When approaching Iran, the Republican Party line and the Hugo Chavez line are running in opposite directions -- but parallel. The leadership of GOP reaction and the leadership of Bolivarian revolution have bought into the convenient delusion that long-suffering Iranian people require assistance from the U.S. government to resist the regime in Tehran.
Inside Iran, advocates for reform and human rights have long pleaded for the U.S. government to keep out of Iranian affairs. After the CIA organized the coup that overthrew Iran's democracy in 1953, Washington kept the Shah in power for a quarter century. When I was in Tehran four years ago, during the election that made Mahmoud Ahmadinejad president, what human rights activists most wanted President Bush to do was shut up.
But Bush played to the same kind of peanut gallery that is now applauding the likes of Sen. John McCain. The Bush White House denigrated the 2005 election just before the balloting began -- to the delight of the hardest-line Iranian fundamentalists. The ultra-righteous Bush rhetoric gave a significant boost to Ahmadinejad's campaign.
Denunciations and threats from Washington are the last thing that Iran's reform advocates want. And Iranians certainly don't need encouragement from Uncle Sam to do what they can to bring about democratic change.
John McCain doesn't get it. And neither does Hugo Chavez.
Of course, Chavez has practical reasons for his warmth toward Ahmadinejad. (Practitioners of "the enemy of my enemy is my friend" usually do.) While sharing Washington as a common adversary, their oil-rich countries have the makings of a world-shaking energy bloc. And they're on similar pages with well-founded antipathies toward institutions like the World Trade Organization, the IMF and the World Bank.
But human rights -- whether food, shelter and health care or freedom of speech, press and elections -- should not be matters of winks and nods.
As voting began in Iran on June 12, Chavez praised Ahmadinejad as "a courageous fighter for the Islamic Revolution, the defense of the Third World, and in the struggle against imperialism."
Nine days later, with a bloody crackdown on Iranian protesters gaining momentum, Chavez declared that "Ahmadinejad's triumph was a triumph all the way." The Venezuelan president condemned those "trying to stain Ahmadinejad's triumph and through that weaken the government and the Islamic revolution."
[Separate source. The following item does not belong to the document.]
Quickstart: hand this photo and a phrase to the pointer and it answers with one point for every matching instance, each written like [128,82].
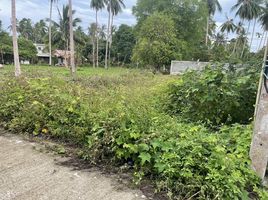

I'm among millions of progressive North Americans who admire much of what Chavez has been doing for economic equity and social justice in Venezuela. But that admiration is no reason to be quiet when Chavez makes common cause with repression in Iran.
Meanwhile, in the United States, we have nothing to be smug about. The day after President Obama toughened his criticisms of Iran's rulers at his June 23 news conference, a venerable human-rights organization named the Quixote Center was noting that more than 1,200 people had sent letters and faxes asking the Obama administration "to denounce the violent repression of peaceful protests organized in response to the U.S.-Peru Free Trade Agreement" -- a massacre of indigenous people in the Peruvian Amazon.
What happened during that massacre on June 5? "A hundred people were wounded by gunshot, and between 20 and 25 were killed," the Center for International Policy reports.
"The Obama administration," the Quixote Center noted, "remains silent on the massacre in Peru."
But the fact of some hypocrisy from President Obama does not change the fact of some idiocy from President Chavez.
On Wednesday (June 24), the Associated Press reports, "Chavez reiterated his support for Iranian President Mahmoud Ahmadinejad, a close ally, and said he is 'completely sure' Ahmadinejad fairly won re-election on June 12."
For good measure, Chavez ascribed the protests in Iran to Washington and its allies. "He said protests and violence that have rocked Iran since the contested vote appear part of a recurring strategy by U.S. and European intelligence agencies to destabilize enemy governments." Chavez declared: "From my point of view, that's what's happening in Iran."
It seems to be beyond the vision of both Hugo Chavez and John McCain to see that vast numbers of Iranian people, fed up with repression, are able to grasp the historical moment on their own while opposing the regime. The last thing they need or want is "help" from the U.S. government as they struggle for a democratic future.